There are few things Doug Reynolds hasn't seen or done in insurance, from running a division at Allstate to overseeing the Southeast Asia market for industry giant AIG, based in Hong Kong.
Reynolds is now immersed in a task smaller in stature, but one with potentially more challenges. In January, Reynolds was named president and CEO of Lakewood Ranch-based Gulfstream Property and Casualty Insurance Co. The firm, founded in 2004, is at something of a crossroads: Premiums are up in four consecutive years, and have grown 56% since 2011, from $62.8 million to $131.4 million in 2014. Around 80% of the polices behind those revenues, says Reynolds, come from Florida.
Reynolds' main task is to diversify and expand Gulfstream's presence outside the Sunshine State. Gulfstream writes polices for homeowners, condo owners, apartment renters and dwelling fire insurance coverage, using a network of independent agents. With about 70,000 homes covered, the firm has a small segment of customers in Louisiana, Mississippi and entered Alabama and Texas last year.
Getting bigger in those states will spread the firm's risk, in addition to helping secure new revenues streams, executives say. “We still want to grow in Florida,” says Reynolds, “but we want to grow more rapidly outside of the state.”
There are several keys to succeeding with a multistate insurance operation, says Reynolds, which he bases on his global career experience.
One sometimes overlooked factor, Reynolds says, is a hyper focus on pricing of policies, both internally and looking at what the competition does. Another important element is to create an atmosphere where the independent agents are both knowledgeable and comfortable selling the right policies to the right clients. “You have to work with them to meet their needs,” says Reynolds.
One immediate challenge Gulfstream faces in its effort to grow quickly in other states is the regulatory environment. Reynolds is acutely aware of that dynamic and how it differs from state to state. But he takes a pragmatic approach with Gulfstream.
“Every state has challenges and opportunities,” Reynolds says. “You have to set your sights on listening to both sides and try to find a solution.”
Reynolds, whose first job in insurance was in the Allstate underwriting department, has another lofty goal at Gulfstream.
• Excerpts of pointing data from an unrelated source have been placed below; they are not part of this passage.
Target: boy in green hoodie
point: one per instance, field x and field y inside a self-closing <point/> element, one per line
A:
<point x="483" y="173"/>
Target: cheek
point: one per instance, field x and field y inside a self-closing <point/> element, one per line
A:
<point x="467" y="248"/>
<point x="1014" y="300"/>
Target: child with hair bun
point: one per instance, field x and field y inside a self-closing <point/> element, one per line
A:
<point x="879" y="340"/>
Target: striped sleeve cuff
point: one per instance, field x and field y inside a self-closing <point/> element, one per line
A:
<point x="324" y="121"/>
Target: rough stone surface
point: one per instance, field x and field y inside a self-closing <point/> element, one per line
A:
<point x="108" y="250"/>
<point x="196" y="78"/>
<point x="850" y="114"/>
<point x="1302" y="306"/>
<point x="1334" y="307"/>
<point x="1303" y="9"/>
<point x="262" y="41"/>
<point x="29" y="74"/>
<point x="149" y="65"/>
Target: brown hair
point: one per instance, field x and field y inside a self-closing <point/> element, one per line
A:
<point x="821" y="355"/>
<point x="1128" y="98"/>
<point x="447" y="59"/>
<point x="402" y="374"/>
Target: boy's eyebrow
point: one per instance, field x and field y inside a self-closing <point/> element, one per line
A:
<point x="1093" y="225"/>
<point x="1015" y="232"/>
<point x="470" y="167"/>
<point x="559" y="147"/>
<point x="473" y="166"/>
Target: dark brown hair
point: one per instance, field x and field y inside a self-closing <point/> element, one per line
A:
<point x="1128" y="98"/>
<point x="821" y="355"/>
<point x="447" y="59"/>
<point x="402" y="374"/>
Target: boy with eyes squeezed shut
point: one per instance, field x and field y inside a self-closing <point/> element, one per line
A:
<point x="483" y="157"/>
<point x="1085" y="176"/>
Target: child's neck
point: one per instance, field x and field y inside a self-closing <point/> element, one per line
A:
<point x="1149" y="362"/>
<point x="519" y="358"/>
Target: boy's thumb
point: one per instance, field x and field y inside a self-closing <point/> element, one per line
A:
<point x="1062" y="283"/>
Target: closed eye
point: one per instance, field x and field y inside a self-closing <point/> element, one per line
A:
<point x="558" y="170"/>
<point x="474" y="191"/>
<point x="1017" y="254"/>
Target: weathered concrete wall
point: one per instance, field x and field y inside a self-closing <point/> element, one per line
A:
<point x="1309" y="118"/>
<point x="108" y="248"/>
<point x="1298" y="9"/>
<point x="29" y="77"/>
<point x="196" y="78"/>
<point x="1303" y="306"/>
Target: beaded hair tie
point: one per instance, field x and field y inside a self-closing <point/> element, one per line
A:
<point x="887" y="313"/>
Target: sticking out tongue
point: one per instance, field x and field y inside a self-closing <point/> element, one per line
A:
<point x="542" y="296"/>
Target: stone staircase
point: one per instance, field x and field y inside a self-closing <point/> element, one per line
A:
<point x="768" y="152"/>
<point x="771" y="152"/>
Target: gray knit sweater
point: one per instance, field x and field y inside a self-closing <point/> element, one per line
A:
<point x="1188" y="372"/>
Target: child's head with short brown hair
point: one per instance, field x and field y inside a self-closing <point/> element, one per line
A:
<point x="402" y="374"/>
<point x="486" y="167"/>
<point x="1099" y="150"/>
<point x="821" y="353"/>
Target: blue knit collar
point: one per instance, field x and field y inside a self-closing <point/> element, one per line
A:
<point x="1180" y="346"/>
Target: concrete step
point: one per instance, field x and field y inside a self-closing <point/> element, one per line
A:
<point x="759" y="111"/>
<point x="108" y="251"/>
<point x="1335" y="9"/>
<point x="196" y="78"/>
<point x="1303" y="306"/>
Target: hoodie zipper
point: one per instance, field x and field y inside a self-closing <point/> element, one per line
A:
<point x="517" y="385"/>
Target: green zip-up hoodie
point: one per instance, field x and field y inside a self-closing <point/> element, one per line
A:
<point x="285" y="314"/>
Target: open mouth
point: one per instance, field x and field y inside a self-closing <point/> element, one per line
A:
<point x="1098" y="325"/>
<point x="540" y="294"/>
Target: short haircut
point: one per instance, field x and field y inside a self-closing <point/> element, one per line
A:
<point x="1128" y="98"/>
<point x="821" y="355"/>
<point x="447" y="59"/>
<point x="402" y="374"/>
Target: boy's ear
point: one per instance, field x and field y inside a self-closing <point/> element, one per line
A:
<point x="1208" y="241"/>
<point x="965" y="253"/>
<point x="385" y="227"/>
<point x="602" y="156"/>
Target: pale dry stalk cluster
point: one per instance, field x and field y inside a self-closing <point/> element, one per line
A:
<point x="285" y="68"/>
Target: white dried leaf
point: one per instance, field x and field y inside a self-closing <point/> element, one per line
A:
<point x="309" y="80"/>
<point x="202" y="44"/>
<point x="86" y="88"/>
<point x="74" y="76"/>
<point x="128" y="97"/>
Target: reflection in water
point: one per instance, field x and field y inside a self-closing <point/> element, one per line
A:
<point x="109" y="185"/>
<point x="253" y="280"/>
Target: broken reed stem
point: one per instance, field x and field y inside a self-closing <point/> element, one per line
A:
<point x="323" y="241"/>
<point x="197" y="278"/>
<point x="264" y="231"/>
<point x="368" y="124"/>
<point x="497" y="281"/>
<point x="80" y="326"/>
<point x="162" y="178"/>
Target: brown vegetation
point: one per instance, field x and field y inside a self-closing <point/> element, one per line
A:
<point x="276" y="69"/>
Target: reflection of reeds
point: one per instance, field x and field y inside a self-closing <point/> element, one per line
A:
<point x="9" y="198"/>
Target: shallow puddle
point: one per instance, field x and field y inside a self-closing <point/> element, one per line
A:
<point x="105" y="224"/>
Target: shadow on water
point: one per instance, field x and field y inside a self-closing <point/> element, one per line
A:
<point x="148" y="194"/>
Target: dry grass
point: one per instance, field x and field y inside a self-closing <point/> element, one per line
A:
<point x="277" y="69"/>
He wants to develop a strong leadership team at the firm, which has about 30 employees. His leadership style is inquisitive and challenging. He wants Gulfstream employees to probe deeply into the firm's financial performance regularly.
It's an attention-to-detail philosophy Reynolds honed at Allstate, AIG and later Springfield, Ill.-based Horace Mann Educators Corp., where he ran the firm's national property/casualty lines and financial services business. “You have to look at the numbers and ask questions,” Reynolds says. “The more you bring up for analysis, the more successful you will be.”
Not that Reynolds, 61, plans on leaving Gulfstream anytime soon. In addition to the opportunity to grow the business, Gulfstream provides Reynolds with something else: He gets to run a nimble firm not bogged down by bureaucracy. That hasn't always been the case in his career.
“I love getting involved with this,” Reynolds says. “To be able to help lead some effective change is a lot of fun.”